According to the National Resource Defense Council's (NRDC) "Testing of the Waters: A Guide to Water Quality at Vacation Beaches" annual survey, there were 24,091 beach closings and advisories in the U.S. in 2010. That is the second-highest number in more than 20 years.
The report, released Wednesday by the nonprofit environmental organization, notes that 8 percent of monitoring samples from more than 3,000 beaches in 30 coastal and Great Lakes states exceeded public health standards in 2010. In two-thirds of the cases, bacterial contamination was to blame.
"That's a lot of dirty water," Jon Devine, senior attorney at the NRDC, said during a press conference Wednesday.
But there's some good news. Experts suggest that improved methods of prevention, monitoring and communication could significantly limit the number of beachgoers -- often vulnerable children, seniors and individuals with compromised immune systems -- sickened after ingesting or absorbing contaminants through their skin.
The report points a finger at 10 beaches in California, Florida, Illinois, New Jersey, Ohio, Texas and Wisconsin (see below list) that have repeatedly fallen below the public health standard, which assumes that pollution in marine beaches will sicken 19 out of every 1,000 people exposed to the water.
"If the water is worse than that standard," Devine explained, "then you're even more likely to get sick."
This year, for the first time, the NRDC also gave kudos to four "superstar" beaches in Delaware, Minnesota and New Hampshire, which consistently test for and report clean water (also below).

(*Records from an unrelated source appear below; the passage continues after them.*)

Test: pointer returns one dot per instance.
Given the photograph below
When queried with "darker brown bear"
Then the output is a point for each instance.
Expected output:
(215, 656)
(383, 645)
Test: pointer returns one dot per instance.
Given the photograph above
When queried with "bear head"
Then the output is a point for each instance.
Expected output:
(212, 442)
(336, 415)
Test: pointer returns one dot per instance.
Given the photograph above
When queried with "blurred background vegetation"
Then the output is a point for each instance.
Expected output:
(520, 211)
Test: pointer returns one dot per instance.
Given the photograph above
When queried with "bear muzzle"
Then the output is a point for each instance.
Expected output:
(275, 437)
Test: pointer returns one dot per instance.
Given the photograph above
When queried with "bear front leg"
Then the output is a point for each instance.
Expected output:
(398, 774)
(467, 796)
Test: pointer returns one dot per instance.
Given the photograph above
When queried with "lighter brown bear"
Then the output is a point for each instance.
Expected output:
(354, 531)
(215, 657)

Beach water quality depends on a range of factors. In 2010, both the Gulf oil spill and heavy rainfall in Hawaii and California were factors that contributed to the poor marks. A deluge of rain, for example, can cause runoff from urban and suburban stormwater, carrying human and animal waste, fertilizers and other pollutants to the beach.
"In those areas where [climate change] will cause increased precipitation, we can expect increased stormwater pollution," Devine noted in an email to The Huffington Post. "And where increased pollution also overlaps with places with combined sewer systems like the Great Lakes, those kinds of events could also increase."
Many of the beaches that scored well in this year's report have taken action to reduce runoff, manage combined sewer systems or treat any water that drains into the beach water, explained David Beckman, NRDC water program director.
"Communities that want clean beaches need to prioritize stormwater management," added Elizabeth Halliday, a Ph.D. candidate at the Massachusetts Institute of Technology/Woods Hole Oceanographic Institution's Joint Program in Biological Oceanography and lead author of a recent study that evaluated the oft-overlooked impact of polluted beach sand.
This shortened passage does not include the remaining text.